Mam nadzieję, iż w tej kadencji dojdzie przynajmniej do rozmów o trzecim referendum w Norwegii

– Unia Europejska musi w tej sprawie też zrobić rachunek sumienia i krok do tyłu, ale mam nadzieję, iż ta dyskusja jest przed nami, iż w tej kadencji dojdzie przynajmniej do rozmów o trzecim referendum w Norwegii – mówi europoseł KO. Jak podkreśla, dla obu państw najważniejsze znaczenie ma dziś bezpieczeństwo infrastrukturalne i militarne.

– Islandia ma cztery kable, z których dwa łączą ją z Europą, a dwa z kontynentem amerykańskim. Wyspy Owcze mają tylko dwa takie kable i tam pojawiają się rosyjskie łodzie podwodne, jest duże zaniepokojenie tą sytuacją. Dodatkowo Islandczycy patrzą także na Grenlandię, bo widzieliśmy wcześniej dość buńczuczne zapowiedzi Donalda Trumpa i nie zapominajmy o tym aspekcie bezpieczeństwa Islandii. Na Grenlandię nie jest z niej tak daleko, więc ten aspekt bezpieczeństwa jest najważniejszy – podkreśla Łukasz Kohut.

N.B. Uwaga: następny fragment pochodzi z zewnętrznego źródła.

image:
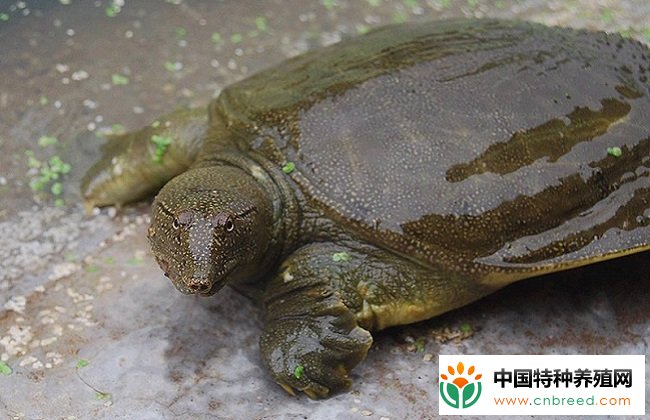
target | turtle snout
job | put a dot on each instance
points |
(199, 284)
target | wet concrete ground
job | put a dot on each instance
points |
(89, 328)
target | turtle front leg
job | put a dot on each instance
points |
(136, 164)
(311, 339)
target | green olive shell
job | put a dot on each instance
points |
(490, 147)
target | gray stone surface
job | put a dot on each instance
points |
(89, 326)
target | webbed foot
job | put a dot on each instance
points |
(315, 352)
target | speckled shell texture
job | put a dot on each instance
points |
(477, 144)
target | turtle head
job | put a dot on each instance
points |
(210, 226)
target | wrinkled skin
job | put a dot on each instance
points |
(396, 176)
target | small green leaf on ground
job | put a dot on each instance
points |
(119, 80)
(175, 66)
(607, 16)
(646, 33)
(420, 344)
(465, 328)
(288, 167)
(112, 10)
(363, 29)
(56, 188)
(341, 257)
(118, 129)
(614, 151)
(261, 23)
(399, 17)
(102, 395)
(45, 141)
(134, 261)
(180, 32)
(298, 371)
(5, 369)
(162, 144)
(329, 4)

W ostatnich tygodniach doszło w Norwegii do kilku incydentów z dronami, które zakłóciły ruch lotniczy

Podobne obawy dotyczą Norwegii, która już kilkanaście lat temu doświadczyła hybrydowego ataku na granicy z Rosją, na której migranci na rowerach pojawili się w liczbie ponad tysiąca osób. W ostatnich tygodniach doszło z kolei do kilku incydentów z dronami, które zakłóciły ruch lotniczy.

– Ten aspekt bezpieczeństwa jest oczywiście tematem debaty publicznej w Norwegii, także w kontekście Bałtyku i zagrożenia morskiego – wskazuje europoseł.